Produktdesign steht niemals nur für sich allein. Es verkörpert stets auch die Marke und das Unternehmen, das es produziert. Es ist ein wichtiger Bestandteil des Corporate Designs. Auch wenn jedes Modell andere Anforderungen und Zielgruppen hat, die Familienzugehörigkeit sollte immer gut erkennbar sein.
Unternehmen und Marken werden meist ähnlich wie Personen wahrgenommen. Wie im echten Leben sind uns einige mehr, andere weniger sympathisch. Es gibt zum Beispiel jugendliche, hochseriöse, ausgeflippte, sportliche und jede Menge anderer Firmen, die aufgrund ihrer Identität ganz bestimmte Zielgruppen ansprechen. Zusammengefasst sind die Charakteristika eines Unternehmens in der Corporate Identity, kurz CI genannt.

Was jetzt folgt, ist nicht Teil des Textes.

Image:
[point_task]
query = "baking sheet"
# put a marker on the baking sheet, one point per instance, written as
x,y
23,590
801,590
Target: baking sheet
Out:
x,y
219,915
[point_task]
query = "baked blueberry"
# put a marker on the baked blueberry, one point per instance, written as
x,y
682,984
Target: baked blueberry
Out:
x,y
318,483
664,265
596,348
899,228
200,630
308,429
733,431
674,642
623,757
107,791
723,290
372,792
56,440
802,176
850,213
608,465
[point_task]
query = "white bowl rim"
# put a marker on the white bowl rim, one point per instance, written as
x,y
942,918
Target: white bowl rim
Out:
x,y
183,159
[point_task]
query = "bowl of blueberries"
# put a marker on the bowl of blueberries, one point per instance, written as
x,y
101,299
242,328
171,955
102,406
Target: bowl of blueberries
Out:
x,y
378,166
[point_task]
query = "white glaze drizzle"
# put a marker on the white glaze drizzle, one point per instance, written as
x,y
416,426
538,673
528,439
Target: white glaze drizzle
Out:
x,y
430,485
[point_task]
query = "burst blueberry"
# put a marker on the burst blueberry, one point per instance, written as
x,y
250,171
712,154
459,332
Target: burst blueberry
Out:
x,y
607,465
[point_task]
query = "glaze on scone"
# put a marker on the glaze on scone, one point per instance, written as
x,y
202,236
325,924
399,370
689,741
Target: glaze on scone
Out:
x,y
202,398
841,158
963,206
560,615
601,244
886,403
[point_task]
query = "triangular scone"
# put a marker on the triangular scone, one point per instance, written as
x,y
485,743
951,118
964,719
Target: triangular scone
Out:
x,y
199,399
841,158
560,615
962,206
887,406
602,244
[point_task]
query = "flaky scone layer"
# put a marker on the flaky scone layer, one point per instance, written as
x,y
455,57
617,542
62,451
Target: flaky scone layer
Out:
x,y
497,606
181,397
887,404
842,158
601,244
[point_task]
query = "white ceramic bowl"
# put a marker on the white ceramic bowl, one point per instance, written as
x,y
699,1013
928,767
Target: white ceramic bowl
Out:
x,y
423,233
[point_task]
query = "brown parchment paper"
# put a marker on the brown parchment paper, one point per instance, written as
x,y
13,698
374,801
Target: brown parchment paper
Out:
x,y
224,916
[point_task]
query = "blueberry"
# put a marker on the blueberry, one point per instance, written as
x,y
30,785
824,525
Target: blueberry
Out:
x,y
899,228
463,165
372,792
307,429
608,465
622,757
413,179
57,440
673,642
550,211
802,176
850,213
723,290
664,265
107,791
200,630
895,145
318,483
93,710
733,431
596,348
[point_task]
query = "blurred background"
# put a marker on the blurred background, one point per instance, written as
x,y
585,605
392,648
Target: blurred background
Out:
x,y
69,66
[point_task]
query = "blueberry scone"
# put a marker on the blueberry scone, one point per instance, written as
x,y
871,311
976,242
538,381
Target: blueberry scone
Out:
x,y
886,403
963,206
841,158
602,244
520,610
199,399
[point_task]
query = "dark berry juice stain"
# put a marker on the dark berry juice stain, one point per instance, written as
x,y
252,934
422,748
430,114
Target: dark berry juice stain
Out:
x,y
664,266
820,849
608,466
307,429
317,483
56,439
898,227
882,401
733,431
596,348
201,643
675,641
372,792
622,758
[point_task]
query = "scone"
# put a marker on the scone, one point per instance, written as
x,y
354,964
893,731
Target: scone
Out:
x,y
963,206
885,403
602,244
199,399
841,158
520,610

Während man Personen durch ihr Aussehen, ihr Verhalten, ihre Gestik und Mimik, ihre Herkunft oder Sprache erkennen kann, nutzen Firmen ganz ähnliche Merkmale, um eindeutig erkennbar zu sein. Nur so ist es möglich, sich von der Konkurrenz, die ja bekanntlich nicht schläft, wirkungsvoll und vor allem langfristig zu unterscheiden. Die gesamte Kommunikation, das visuelle Auftreten und sämtliche Handlungen eines Unternehmens prägen die Identität einer Firma.

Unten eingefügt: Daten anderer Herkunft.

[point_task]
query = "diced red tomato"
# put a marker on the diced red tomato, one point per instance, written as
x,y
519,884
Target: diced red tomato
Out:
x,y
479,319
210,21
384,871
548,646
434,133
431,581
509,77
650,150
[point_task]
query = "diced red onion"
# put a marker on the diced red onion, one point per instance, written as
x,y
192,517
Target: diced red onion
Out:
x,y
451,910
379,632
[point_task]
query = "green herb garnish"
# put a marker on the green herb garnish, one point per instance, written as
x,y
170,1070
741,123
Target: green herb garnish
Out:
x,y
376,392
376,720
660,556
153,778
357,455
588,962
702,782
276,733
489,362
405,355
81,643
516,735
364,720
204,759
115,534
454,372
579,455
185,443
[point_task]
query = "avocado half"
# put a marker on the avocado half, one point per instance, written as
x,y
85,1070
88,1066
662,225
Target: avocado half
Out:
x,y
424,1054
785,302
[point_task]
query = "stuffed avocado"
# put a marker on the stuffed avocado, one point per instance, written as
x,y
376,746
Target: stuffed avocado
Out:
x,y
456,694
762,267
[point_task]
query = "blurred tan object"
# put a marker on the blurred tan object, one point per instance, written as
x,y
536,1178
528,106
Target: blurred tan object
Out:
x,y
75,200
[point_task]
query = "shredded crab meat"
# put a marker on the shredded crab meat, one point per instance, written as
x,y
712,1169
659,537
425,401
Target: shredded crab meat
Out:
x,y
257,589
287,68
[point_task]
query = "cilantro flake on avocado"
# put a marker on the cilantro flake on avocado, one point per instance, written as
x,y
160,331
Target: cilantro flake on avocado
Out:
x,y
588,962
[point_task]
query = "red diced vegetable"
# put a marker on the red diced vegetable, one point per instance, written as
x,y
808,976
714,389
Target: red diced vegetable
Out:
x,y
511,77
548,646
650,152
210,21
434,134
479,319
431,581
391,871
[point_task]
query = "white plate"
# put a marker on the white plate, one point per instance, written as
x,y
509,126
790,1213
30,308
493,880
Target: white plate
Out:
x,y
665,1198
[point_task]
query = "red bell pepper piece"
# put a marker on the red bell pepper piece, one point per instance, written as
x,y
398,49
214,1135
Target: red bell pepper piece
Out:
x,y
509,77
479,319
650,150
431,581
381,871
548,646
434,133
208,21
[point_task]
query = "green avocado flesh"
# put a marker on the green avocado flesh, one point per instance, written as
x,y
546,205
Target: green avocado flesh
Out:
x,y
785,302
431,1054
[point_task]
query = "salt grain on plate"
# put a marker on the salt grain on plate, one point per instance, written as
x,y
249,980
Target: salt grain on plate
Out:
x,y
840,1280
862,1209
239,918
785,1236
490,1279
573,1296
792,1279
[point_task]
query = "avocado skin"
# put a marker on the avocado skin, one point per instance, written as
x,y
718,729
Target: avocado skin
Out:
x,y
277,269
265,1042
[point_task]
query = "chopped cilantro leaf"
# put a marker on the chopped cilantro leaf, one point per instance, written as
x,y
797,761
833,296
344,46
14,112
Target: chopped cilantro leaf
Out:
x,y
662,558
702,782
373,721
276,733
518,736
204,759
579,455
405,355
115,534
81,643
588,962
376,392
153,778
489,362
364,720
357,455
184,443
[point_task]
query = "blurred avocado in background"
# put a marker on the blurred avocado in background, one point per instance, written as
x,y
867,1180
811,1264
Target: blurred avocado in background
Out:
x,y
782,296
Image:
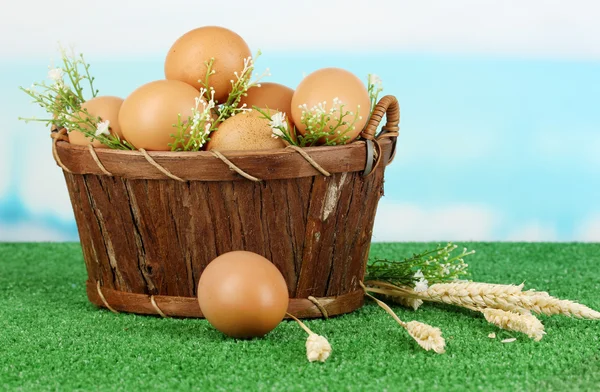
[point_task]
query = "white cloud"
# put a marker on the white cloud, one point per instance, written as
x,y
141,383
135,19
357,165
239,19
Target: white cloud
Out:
x,y
411,222
42,184
30,232
534,232
529,28
589,230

Das visuelle Erscheinungsbild wird innerhalb der CI durch das Corporate Design bestimmt, oft auch durch CD abgekürzt. Hier sind die verbindlichen Anforderungen festgelegt, wie das Logo, die Unternehmensfarben, die Hausschrift, welche Bildsprache Anwendung findet oder auch wie die Arbeitskleidung gestaltet ist. Selbst das Design von akustischen Auftritten, zum Beispiel der Sound in Verbindung mit dem Logo, wird im CD geregelt.
Im Corporate Design klafft meist eine große Lücke. Man könnte annehmen, dass Produzenten das Produktdesign als bedeutenden Bestandteil ihres CD betrachten. Doch weit gefehlt. Produkte werden zwar mehr oder weniger aufwendig gestaltet, aber es gibt oft keine eigenständige Linie, die sich wirklich konsequent durch die gesamte Produktpalette zieht. So könnte man manchen Firmen eine „gespaltene Persönlichkeit“ diagnostizieren, die ihrer Identität nach das eine wollen, aber mit dem Design einiger Produkte genau das Gegenteil ausdrücken.
Langsam erkennen immer mehr moderne Unternehmen, dass Produktdesign ein überaus wichtiger Bestandteil des eigenen Unternehmensauftritts ist. Eine gute Wiedererkennbarkeit von Produkten ist essenziell – jeder einzelne Artikel bestimmt das Bild eines Unternehmens maßgeblich mit.
Um das Ganze einmal zu verdeutlichen: Stellen Sie sich bitte vor, die Produkte eines Unternehmens stehen vor Ihnen. Sie sind gut zu erkennen, allerdings ist das Logo verdeckt. Erst wenn sich die Produkte einander in einem gewissen Maße ähneln, werden Sie diese als Bestandteile einer Produktfamilie erkennen. Erst dann lässt sich von einem definierten Corporate Design sprechen. Bei zu großen Unterschieden im Design verhält es sich ansonsten wie mit dem
Kuckucksei, es passt „eigentlich nicht ins Nest“, respektive zur Produktfamilie.
An dieser Stelle sei auch einmal auf das Thema OEM-Artikel verwiesen. Produkte, die von einem Original Equipment Manufacturer hergestellt werden, kommen meist unter einem fremden Namen auf den Markt. Ein OEM produziert Waren und bietet sie anderen Herstellern zum Vertrieb an. Auch wenn diese Artikel oft das Logo des vertreibenden Unternehmens tragen, fehlt ihnen eine unternehmensspezifische Identität.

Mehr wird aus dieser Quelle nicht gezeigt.